Better to force the state to continue its unique generosity than for counties to take responsibility for their own teachers’ retirement payments.
Leggett isn’t alone in complaining. Prince George’s County Executive Rushern Baker feels the same way. So does Anne Arundel County Executive John Leopold, who calls the governor’s proposal “a heavy burden” on his county.
Methinks the county executives protest too much.
According to the legislature’s Department of Legislative Services, Gov. Martin O’Malley’s cost-sharing plan would force counties and Baltimore city to give up $268.9 million in pension payments they now receive from the state.
If that were the end of the story, county governments would be rightly outraged. Montgomery would lose $53.8 million, Prince George’s, $37.5 million; Frederick County, $11.1 million; Anne Arundel, $23 million, and Baltimore city, $25.3 million.
But O’Malley is offering sweeteners that flip this negative outlook.
Income tax changes on exemptions and deductions for higher wage earners, plus smaller revenue enhancements, will give counties $224.4 million in new money. That would cut the net loss to all 24 subdivisions from O’Malley’s teacher pension/Social Security cost-shifting to $44.5 million.

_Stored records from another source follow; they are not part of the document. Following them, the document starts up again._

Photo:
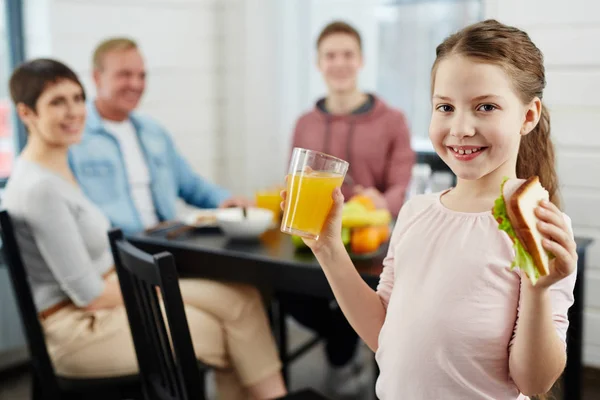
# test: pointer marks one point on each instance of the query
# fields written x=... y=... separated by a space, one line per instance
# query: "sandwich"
x=515 y=212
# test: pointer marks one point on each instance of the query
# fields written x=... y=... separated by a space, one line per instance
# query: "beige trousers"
x=228 y=326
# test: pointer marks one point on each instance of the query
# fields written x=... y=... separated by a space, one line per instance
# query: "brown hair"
x=112 y=44
x=29 y=80
x=339 y=27
x=512 y=49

Then the counties gain from increases in Maryland’s education aid formula — a total increase of $186 million, including an additional $46 million for Prince George’s, $37 million for Montgomery, $33 million for Anne Arundel, $6.7 million for Frederick and $15.2 million for Baltimore city.

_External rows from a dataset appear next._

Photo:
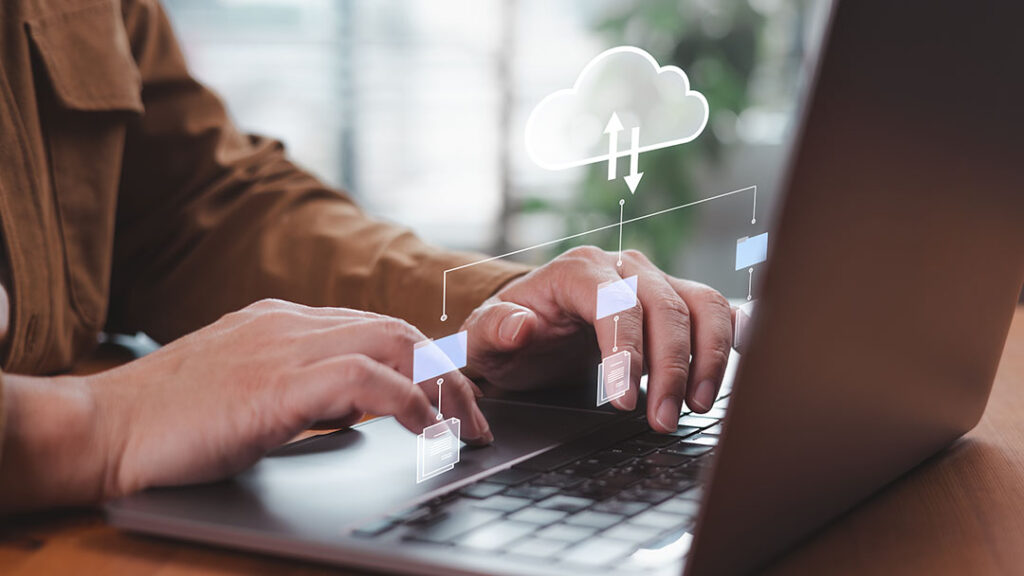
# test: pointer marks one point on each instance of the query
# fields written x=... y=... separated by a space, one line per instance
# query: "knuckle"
x=268 y=304
x=717 y=357
x=635 y=255
x=587 y=252
x=358 y=368
x=399 y=330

There’s also a disparity grant supplement that tacks on $19.6 million to certain counties’ education aid, including $7.6 million for Prince George’s and $7 million for Baltimore city.
When you tally it up, the counties aren’t on the short end of the education stick: They emerge as net winners by $162 million.

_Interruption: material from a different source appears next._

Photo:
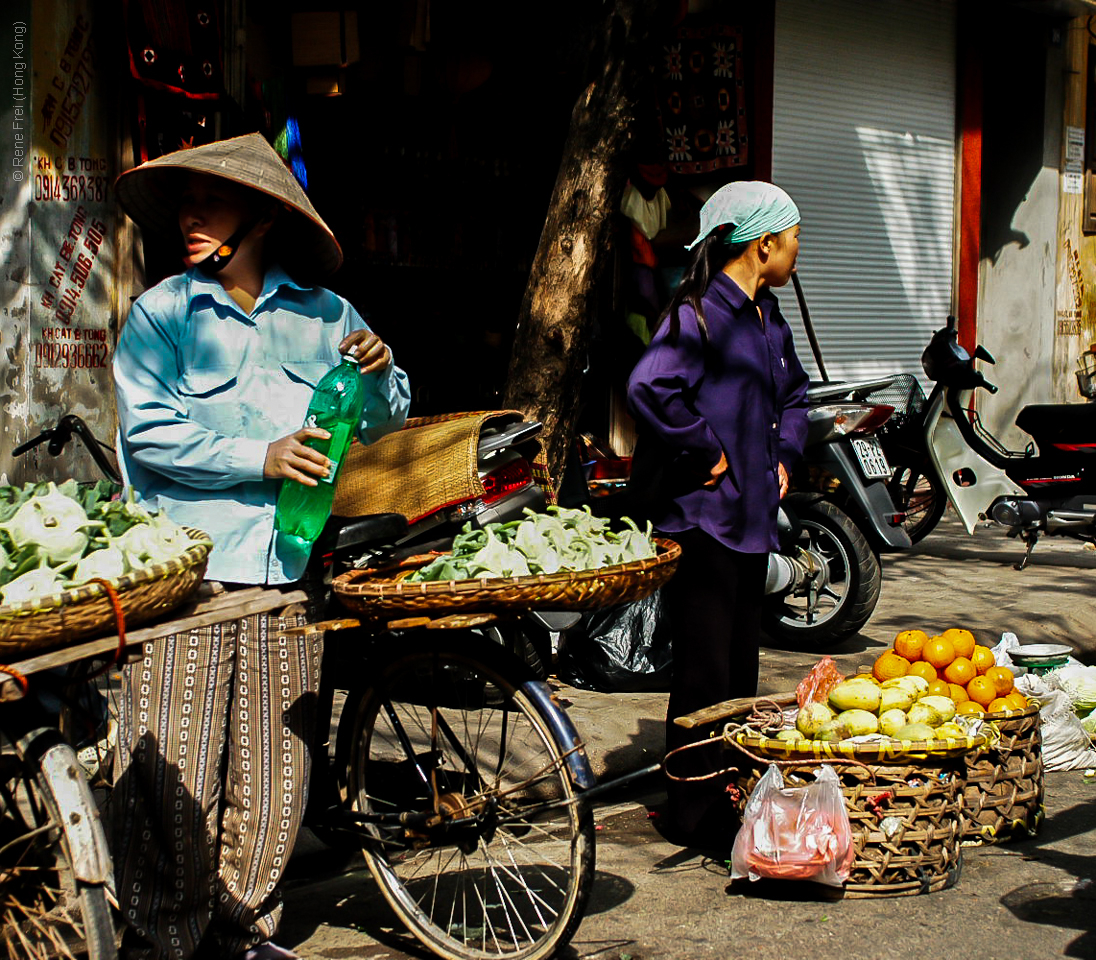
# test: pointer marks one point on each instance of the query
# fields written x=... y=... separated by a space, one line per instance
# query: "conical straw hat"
x=149 y=194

Those aren’t the governor’s inflated figures but the legislature’s impartial numbers.
At the end of the day, Montgomery, despite Leggett’s protests, would be $48.7 million ahead; Prince George’s, even with Baker’s concerns, would pick up an additional $42.6 million; Anne Arundel, despite Leopold’s hand-wringing, would net an extra $30.8 million, and Baltimore city would finish $11.8 million in the black.
The problem is that the counties have been spoiled by the state’s willingness to foot the entire bill on teacher pensions.
Over the years, the counties didn’t worry about soaring retirement costs in their budgets for teachers because it was the state’s problem.
That made it easy for counties to let their school boards negotiate generous teacher pay hikes without figuring in how much more that would add to the counties’ pension costs.
No wonder over the past 10 years the median income for teachers rose three times faster than the median income for all state households.
It was a great arrangement for teachers and the counties — but not the state, which faced unsupportable, and rising, long-term teacher pension expenses in the tens of billions of dollars.
Last year, O’Malley took on the teacher unions and was able to gradually lessen the state’s extended retirement obligations. Now he seeks to reform the inequitable split between the counties and the state on pension-Social Security payments.
The alternative would be to continue the one-sided arrangement and force the legislature to cut a whopping $268.9 million from the governor’s budget or vote to raise more taxes.
The irony is that the state doesn’t have any say in hiring local teachers. It can’t control the number of new teachers added. It plays no role in setting teacher salaries. Yet, all these activities by local governments raise the state’s teacher retirement expenses.
Counties have full control over such matters — but they don’t want to assume any of the obligations for higher pension payments they’re causing.
Legislators may yield to pressure from the counties, but it would be nearly impossible to jettison the governor’s cost-sharing plan and justify deep Medicaid or environmental cuts just so the counties can avoid their teacher retirement obligations.
More likely are tweaks and other revenue-raising schemes that send more tax money to localities. One possibility: legalizing table games at Maryland slots sites — subject to voter approval in November — with all counties getting a small slice of the proceeds. Another possibility: approving an income surtax on millionaires.
Regardless, state government is no longer strong enough financially to play Santa Claus to the counties on teacher pensions.
Nor is the state economy going to suddenly bounce back and produce a gusher of new revenue. Sluggish growth, at best, is predicted.
Adding to the state’s problem is what Warren Deschenaux, the legislature’s fiscal guru, calls “the big train that is coming” — federal cuts costing Maryland hundreds of million of dollars in aid and major federal job losses.
Getting Maryland’s teacher pension payments under control had better be done before that train arrives.